In the diagram below all the bridges are the edges colored in red.
Two Important Observations:

If we apply the same concept of keeping track of
discovery time and earliest discovered node reachable and constructing
a DFS Spanning Tree
as discussed in the chapter
Articulation Points,
then for every bridges UV
there is something interesting about the
earliest discovered node reachable from the subtree (subgraph with all the descendants of V) rooted at V
.
If edge UV is a bridge and
U is discovered before V in the DFS, i.e, discoveryTime
of U is less than discoveryTime of V
then
the earliest discovered vertex reachable from the subgraph rooted at V will be a vertex with
discoveryTime GREATER than the discoveryTime of U.

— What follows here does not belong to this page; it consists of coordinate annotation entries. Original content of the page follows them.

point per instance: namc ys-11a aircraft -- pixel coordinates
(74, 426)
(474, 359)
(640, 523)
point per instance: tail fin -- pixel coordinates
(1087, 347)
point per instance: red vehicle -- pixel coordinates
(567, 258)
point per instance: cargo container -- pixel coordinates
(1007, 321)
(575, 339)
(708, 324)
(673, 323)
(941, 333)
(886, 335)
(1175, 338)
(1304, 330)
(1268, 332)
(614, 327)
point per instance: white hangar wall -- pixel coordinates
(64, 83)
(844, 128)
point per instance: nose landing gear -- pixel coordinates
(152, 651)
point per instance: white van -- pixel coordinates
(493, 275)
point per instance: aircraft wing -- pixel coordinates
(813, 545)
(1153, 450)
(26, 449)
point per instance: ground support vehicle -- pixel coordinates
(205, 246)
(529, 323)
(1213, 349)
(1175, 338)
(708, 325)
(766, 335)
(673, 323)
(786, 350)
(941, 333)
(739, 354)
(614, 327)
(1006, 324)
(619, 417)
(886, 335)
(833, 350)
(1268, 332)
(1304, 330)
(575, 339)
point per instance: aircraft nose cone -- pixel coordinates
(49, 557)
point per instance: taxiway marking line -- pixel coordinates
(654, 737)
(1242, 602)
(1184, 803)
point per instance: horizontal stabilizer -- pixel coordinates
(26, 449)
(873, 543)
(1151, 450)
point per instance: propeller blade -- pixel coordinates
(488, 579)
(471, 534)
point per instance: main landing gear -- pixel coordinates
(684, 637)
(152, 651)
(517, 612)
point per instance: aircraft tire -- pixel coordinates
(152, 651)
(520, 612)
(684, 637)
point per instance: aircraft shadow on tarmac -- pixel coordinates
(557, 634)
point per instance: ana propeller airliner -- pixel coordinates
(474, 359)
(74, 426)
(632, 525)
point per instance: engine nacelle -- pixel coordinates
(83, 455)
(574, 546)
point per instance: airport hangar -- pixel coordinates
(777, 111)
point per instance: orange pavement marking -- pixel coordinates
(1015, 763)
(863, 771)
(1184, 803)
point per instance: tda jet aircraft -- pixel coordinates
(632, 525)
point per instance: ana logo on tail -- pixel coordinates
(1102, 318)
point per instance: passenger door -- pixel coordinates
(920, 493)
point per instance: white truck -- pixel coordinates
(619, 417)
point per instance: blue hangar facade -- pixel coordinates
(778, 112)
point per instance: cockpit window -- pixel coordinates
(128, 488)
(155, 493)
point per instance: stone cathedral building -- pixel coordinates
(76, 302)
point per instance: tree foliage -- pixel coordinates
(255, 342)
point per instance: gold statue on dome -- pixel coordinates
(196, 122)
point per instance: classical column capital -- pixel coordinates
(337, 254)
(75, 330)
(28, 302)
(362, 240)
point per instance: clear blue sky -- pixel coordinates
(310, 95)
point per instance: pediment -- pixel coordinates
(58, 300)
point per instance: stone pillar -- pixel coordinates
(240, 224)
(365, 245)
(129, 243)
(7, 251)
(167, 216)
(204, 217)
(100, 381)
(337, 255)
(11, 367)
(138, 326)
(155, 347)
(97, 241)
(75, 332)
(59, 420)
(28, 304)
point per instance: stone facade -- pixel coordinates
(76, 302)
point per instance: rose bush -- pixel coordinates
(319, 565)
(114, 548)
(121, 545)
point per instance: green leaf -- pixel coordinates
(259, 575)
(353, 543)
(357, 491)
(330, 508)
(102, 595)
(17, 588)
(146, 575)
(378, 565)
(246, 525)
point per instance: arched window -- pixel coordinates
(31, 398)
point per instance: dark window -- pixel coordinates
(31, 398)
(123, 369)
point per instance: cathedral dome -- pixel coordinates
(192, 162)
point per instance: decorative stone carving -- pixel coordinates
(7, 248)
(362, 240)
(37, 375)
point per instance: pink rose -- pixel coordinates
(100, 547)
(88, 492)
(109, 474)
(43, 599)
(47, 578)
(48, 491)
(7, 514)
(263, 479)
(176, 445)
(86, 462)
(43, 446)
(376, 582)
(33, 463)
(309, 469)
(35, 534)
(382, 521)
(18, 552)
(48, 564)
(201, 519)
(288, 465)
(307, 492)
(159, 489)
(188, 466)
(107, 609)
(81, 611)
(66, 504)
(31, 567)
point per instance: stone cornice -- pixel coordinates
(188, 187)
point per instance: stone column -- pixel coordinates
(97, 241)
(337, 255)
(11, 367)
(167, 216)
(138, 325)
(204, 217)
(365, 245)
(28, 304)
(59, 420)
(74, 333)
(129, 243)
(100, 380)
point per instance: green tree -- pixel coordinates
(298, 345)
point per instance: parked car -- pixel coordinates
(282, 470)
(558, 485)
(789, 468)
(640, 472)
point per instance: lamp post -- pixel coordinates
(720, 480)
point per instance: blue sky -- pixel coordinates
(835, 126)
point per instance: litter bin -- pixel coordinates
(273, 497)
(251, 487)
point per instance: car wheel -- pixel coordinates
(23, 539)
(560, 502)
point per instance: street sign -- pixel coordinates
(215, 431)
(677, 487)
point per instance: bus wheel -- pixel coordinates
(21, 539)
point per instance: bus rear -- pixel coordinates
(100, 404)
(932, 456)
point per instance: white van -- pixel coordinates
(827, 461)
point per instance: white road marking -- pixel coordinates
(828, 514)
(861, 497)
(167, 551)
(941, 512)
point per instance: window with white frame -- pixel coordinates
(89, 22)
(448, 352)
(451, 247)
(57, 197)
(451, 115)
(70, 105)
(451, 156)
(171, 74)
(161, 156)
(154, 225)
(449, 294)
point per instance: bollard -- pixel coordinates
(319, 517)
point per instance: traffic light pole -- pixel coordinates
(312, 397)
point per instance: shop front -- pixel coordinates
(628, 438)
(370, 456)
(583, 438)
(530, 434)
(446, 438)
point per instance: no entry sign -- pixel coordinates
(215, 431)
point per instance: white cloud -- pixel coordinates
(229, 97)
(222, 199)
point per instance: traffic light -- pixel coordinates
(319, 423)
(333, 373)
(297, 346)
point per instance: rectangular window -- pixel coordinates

And why is it so? It is because an edge UV happens to be a bridge only when none of the vertices which were discovered before V in the DFS is reachable from the subtree (subgraph with all the descendants of V, in original given graph) rooted at vertex V in DFS Spanning Tree. Look at the connected undirected graph in the diagram below: the subgraph rooted at V which consists of V, W and X is NOT connected to any of vertices which were discovered before the root of this subgraph, and the root of this subgraph is V. To say in a different way, this subtree has no backedge that takes it to a vertex discovered before the root of this DFS subtree. So if the edge connecting the root (V) of this subgraph is to the root's parent (U) is removed the subgraph becomes disconnected from the rest of the graph.
So for all the descendents of V, the earliest discovered vertex happens to be V, and no other earlier discovered point. Which means the subgraph rooted at V is totally dependent on the backedge UV to be connected to the rest of the graph due to absence of any other backedge leading to a vertex discovered before discovering V.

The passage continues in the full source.